As it currently exists, the bail system is designed to ensure two things:
- That individuals charged with offenses will show up for their court date
- That the presumption of innocence is upheld without endangering public safety
Bail hearings are the forum in which these two priorities are negotiation. On one hand, a person who has not yet been convicted of a crime should be able to continue their normal life, within reason. On the other, the courts have a responsibility to ensure that potentially dangerous individuals do not re-offend while awaiting their trial.
However, some legal experts have criticized the Canadian bail system in recent years, arguing that the bail system errs on the side of extreme caution and tends to side with prosecutors against the defence. This has led to a situation where the majority of inmates in Ontario’s jails have not been convicted of a crime.
How Does the Bail System Work?
According to Canadian law, a bail hearing must be held within 24 hours of charges being laid. At this hearing, the Crown presents the allegations against the accused, usually from the police report (though witnesses can be called as well). This is followed by a response from the accused, their lawyer, or duty counsel.
The argument in favour of a bail release usually revolves around proving that the accused does not pose a threat to the community, is not a flight risk, and can be counted on to show up for their trial. It is common for the accused to have a surety — someone who vouches for their willingness to abide by the conditions of bail (for example, to avoid alcohol or illegal substances or not to contact the alleged victim).
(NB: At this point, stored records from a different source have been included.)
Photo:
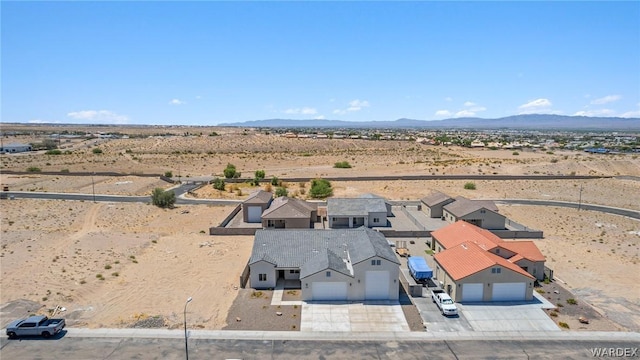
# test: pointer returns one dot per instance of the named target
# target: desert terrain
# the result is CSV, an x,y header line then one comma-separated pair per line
x,y
122,264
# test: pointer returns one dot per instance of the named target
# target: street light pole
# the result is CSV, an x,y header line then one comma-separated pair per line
x,y
93,186
186,344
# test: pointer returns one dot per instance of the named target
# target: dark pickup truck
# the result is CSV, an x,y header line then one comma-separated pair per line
x,y
35,326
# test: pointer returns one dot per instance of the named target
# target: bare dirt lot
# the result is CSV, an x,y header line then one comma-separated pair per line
x,y
117,264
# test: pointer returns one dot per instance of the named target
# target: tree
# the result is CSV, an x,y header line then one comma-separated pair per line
x,y
320,189
280,191
163,199
218,184
230,172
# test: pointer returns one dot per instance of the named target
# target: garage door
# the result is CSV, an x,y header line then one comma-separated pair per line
x,y
472,292
376,285
329,291
254,213
509,292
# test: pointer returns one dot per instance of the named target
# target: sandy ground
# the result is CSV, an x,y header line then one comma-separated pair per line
x,y
151,260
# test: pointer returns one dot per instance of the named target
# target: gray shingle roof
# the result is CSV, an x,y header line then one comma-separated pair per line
x,y
355,207
463,206
288,208
436,198
259,197
293,248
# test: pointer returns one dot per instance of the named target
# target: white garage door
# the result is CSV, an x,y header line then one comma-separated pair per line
x,y
254,213
509,292
329,291
472,292
376,285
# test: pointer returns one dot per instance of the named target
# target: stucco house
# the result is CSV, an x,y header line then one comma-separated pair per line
x,y
352,213
339,265
290,213
483,213
434,202
255,205
469,273
524,254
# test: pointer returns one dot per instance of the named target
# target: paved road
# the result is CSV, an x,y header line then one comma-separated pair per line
x,y
167,349
606,209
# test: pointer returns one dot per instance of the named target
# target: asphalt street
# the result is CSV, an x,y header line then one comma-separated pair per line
x,y
167,349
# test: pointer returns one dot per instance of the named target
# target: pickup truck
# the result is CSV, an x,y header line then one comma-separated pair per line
x,y
444,302
39,325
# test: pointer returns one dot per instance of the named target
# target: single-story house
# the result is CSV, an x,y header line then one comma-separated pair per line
x,y
434,202
374,196
289,213
483,213
15,148
338,265
255,205
350,213
524,254
469,273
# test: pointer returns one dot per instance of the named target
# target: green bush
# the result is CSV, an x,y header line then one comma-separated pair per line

A judge or justice of the peace will weigh the opposing arguments, and decide whether or not to grant bail and on what conditions.
The Role of Defence Lawyers in Securing Bail
While it is not legally necessary to have a lawyer represent you at your bail hearing, your chances of securing bail are significantly lower if you opt to represent yourself.
A criminal defence lawyer in Toronto knows how to effectively present your case before the Ontario courts, and understands which assurances will help convince the judge that you are trustworthy and responsible enough to await trial outside of jail.
One of the common complaints about Ontario’s bail system is that the prosecution often argues against bail release even when the accused presents no danger to the public, and has a surety promising to help them abide by the conditions and arrive at their court appointment. A defence lawyer well-versed in Canadian civil rights law is your best ally against a legal system that is sometimes too ready to put people not yet proved guilty behind bars.
The good news is that public outcry against the failures of Ontario’s bail system is gaining strength, and steps may be taken in the near future to overhaul how bail works. In the meantime, the best defence available to Canadians charged with a crime is to have a criminal lawyer present at their hearing.